Le fait que l'Iran ne s'engage pas publiquement sur les livraisons à la Russie montre que les dirigeants de Téhéran sont conscients des risques de leur politique: les drones pourraient se transformer en boomerang pour le pays. En s'engageant militairement auprès de la Russie, la République islamique s'est encore plus isolée et a cimenté la méfiance d'adversaires comme Israël et l'Arabie saoudite. La fin des sanctions et la reprise économique s'éloignent, car les Etats-Unis et l'Europe préparent des sanctions supplémentaires à cause des drones.
Pour le président Ebrahim Raïssi, qui est sous pression en raison de la récente vague de protestations, c'est une mauvaise nouvelle. Jusqu'à présent, il aspirait à un nouvel accord nucléaire avec l'Occident et à une réduction des sanctions afin de sortir l'économie iranienne de la crise permanente. Il ne devrait pas en être ainsi. Les Etats-Unis et l'Europe, qui avaient jusqu'à présent maintenu l'objectif d'un nouvel accord nucléaire malgré tous les problèmes avec l'Iran, ne veulent plus en parler pour le moment.
L'utilisation des drones iraniens en dehors du Proche-Orient «signifie une escalade de la politique iranienne qui rend absurdes aux yeux de l'opinion publique mondiale les efforts des Etats occidentaux en particulier pour séparer la question nucléaire des autres thèmes de conflit avec l'Iran», déclare Magdalena Kirchner, directrice pour le Yémen et la Jordanie à la fondation Friedrich-Ebert.
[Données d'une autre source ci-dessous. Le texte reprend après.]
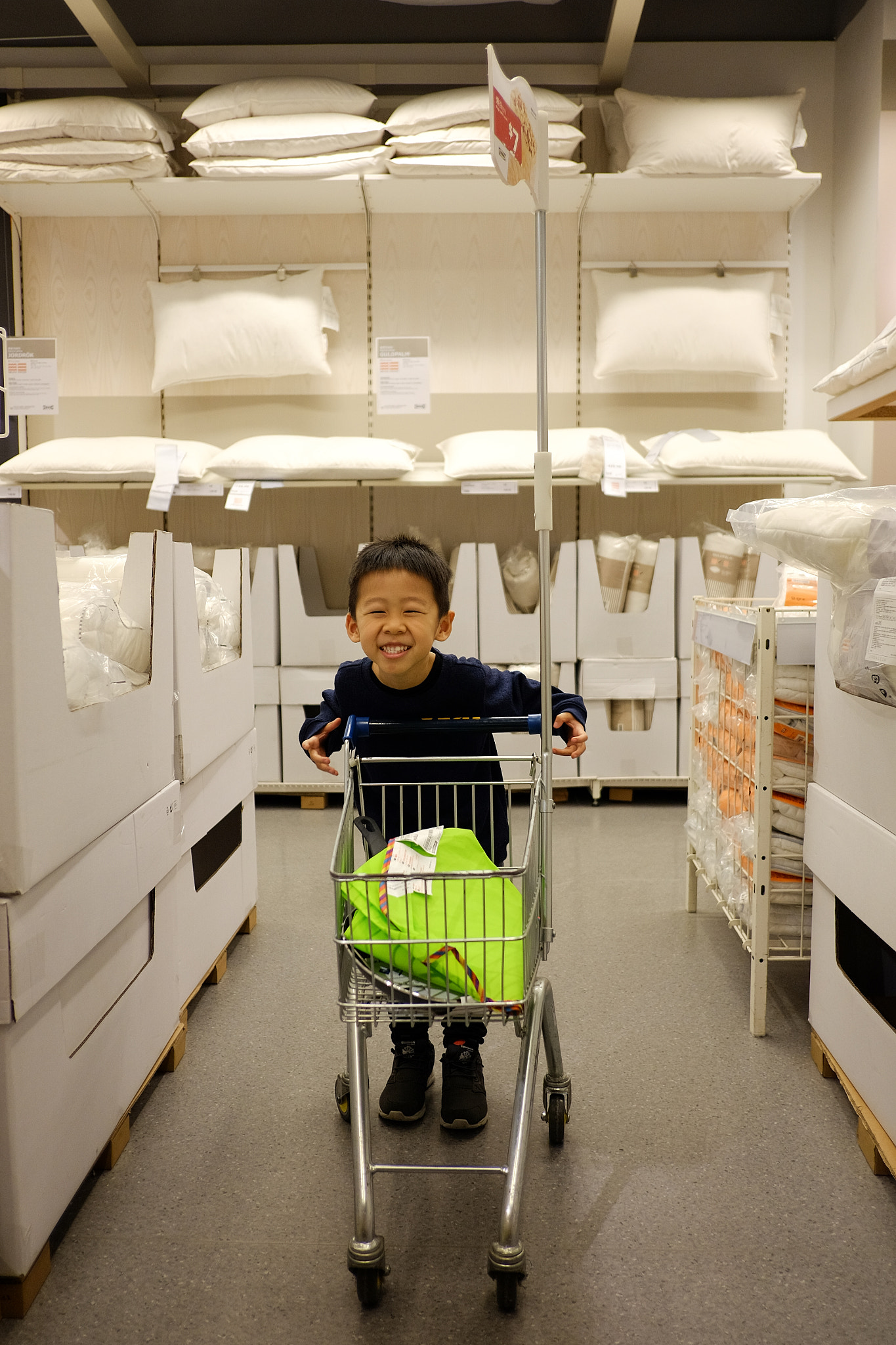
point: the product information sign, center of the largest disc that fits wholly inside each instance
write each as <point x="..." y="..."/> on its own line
<point x="402" y="376"/>
<point x="519" y="141"/>
<point x="32" y="365"/>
«Un régime radicalisé sur le plan de la politique étrangère par le désespoir de la politique intérieure» en Iran pourrait provoquer une escalade des conflits au Proche-Orient, affirme Kirchner. En Jordanie et en Turquie, on craint déjà que l'Iran ou des représentants iraniens puissent profiter d'un éventuel retrait russe de Syrie pour étendre leur influence. La guerre au Yémen pourrait également connaître une nouvelle escalade.
Selon Magdalena Kirchner, les efforts de désescalade entre l'Iran et l'Arabie saoudite sont «confrontés à un avenir incertain». Les attaques de drones en Ukraine pourraient également faire beaucoup de dégâts au Proche-Orient.